Yes — and there are now AI programs that allow you to talk and interact with a video or hologram version of the person that has died.
Joel: Yes! Since our research came out late last year, the world has already moved on so much. And some of the grief technology now already seems worlds ahead of a chatbot that’s confined to some little textbox on a screen or a phone.
Lucy: If you think about the “Be Right Back” episode of “Black Mirror,” it has some interesting implications for what the near future might look like. But I think we should be able to say that a chatbot and a living robot replica of a dead partner are different things.
What are things you worry about with tech companies offering these so-called ‘chatbots of the dead’?
Lucy: I am much more concerned, for instance, about data being sold from these programs. Or about these things being created as to be deliberately addictive.
Joel: Or targeted advertising used on them, when you’re grieving. Imagine if you had a chatbot of your dead father, let’s say, that you could activate anytime you want. You might say, ‘Dad, I’m feeling kind of low today. I really miss you.’ And he says, ‘I’m really sorry to hear that sweetheart. Why don’t you go get the new frappuccino at Starbucks for lunch, and that will help elevate your mood?’
Funnily enough, that’s something my dad probably would say.
Joel: You can imagine those kinds of targeted ads being built into the technology or very subtle, algorithmically calibrated ways to kind of keep you engaged and potentially keeping you stuck in the grief process as a way of driving user engagement.

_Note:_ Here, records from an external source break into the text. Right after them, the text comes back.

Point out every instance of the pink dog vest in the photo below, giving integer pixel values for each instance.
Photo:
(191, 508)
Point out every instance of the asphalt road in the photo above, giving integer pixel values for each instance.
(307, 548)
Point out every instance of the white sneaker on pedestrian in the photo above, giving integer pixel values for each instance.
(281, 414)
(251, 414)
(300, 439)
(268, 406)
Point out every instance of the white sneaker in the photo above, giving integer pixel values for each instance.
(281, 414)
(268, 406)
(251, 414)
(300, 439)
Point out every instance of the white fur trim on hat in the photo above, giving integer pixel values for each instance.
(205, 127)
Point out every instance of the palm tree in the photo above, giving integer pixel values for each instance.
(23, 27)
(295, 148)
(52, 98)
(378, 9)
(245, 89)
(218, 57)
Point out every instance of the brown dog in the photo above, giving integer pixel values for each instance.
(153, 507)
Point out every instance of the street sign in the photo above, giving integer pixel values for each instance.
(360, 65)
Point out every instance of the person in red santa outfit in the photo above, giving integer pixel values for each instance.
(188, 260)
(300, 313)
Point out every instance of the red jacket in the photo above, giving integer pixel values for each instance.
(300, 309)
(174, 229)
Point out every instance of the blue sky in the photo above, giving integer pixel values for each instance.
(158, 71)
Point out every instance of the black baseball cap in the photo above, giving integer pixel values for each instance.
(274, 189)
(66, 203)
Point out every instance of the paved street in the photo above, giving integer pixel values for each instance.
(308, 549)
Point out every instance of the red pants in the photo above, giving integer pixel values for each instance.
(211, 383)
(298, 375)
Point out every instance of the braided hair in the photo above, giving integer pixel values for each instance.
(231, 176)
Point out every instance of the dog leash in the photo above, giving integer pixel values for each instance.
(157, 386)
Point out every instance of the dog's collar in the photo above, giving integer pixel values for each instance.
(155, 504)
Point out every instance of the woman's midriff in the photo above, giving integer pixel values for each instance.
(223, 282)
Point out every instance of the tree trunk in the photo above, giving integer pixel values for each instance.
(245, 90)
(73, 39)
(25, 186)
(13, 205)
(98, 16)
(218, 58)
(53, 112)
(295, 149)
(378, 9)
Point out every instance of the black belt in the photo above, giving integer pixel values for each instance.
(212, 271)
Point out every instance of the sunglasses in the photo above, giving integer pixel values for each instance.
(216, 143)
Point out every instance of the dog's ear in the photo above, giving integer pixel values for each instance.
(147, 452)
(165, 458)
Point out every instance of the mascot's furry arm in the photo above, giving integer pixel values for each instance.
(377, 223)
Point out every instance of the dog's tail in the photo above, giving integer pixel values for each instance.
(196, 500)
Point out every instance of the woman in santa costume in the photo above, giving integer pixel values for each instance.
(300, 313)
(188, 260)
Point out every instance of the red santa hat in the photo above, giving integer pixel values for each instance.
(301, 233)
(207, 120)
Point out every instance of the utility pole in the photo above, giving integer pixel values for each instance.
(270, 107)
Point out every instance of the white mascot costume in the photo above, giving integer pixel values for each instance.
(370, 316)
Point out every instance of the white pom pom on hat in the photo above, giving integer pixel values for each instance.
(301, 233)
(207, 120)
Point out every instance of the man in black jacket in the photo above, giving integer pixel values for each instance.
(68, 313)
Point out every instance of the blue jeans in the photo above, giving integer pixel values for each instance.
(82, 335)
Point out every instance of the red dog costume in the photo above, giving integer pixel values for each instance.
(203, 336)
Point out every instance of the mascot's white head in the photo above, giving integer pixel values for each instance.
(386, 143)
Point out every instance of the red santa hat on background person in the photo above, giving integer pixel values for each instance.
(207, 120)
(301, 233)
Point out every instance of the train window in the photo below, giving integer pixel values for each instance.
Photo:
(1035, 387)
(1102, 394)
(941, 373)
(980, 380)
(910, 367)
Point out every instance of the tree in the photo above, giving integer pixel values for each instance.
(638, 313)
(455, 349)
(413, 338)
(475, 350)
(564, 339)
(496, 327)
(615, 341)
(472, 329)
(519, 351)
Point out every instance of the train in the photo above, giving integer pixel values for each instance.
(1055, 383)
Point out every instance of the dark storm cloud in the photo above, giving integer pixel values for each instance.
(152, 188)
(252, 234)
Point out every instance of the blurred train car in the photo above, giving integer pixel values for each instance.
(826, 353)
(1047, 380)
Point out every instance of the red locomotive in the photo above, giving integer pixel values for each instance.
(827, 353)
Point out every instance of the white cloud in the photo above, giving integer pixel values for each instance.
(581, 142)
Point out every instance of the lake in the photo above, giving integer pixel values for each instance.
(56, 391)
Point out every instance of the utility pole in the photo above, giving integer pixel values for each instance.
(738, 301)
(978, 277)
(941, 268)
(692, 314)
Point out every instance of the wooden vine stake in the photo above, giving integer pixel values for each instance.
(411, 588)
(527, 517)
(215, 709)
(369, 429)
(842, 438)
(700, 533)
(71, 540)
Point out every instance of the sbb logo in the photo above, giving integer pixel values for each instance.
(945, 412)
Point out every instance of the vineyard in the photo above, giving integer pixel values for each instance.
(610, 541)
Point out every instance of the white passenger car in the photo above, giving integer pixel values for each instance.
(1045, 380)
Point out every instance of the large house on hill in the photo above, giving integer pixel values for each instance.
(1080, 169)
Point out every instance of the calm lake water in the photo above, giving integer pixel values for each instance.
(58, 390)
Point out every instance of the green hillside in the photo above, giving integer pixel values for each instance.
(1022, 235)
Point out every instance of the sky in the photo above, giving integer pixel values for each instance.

I think our concern is more about the people who are designing the chatbots than it is about the individuals who are using them. The real focus needs to be on issues of transparency, privacy and regulation. The motivations that people have for designing this sort of tech should be as a tool, as a continuing bond, instead of something that they want you to come back to again and again and again. And I realize that sounds a bit hopelessly naive when you’re talking about companies that are driven first and foremost by driving profit.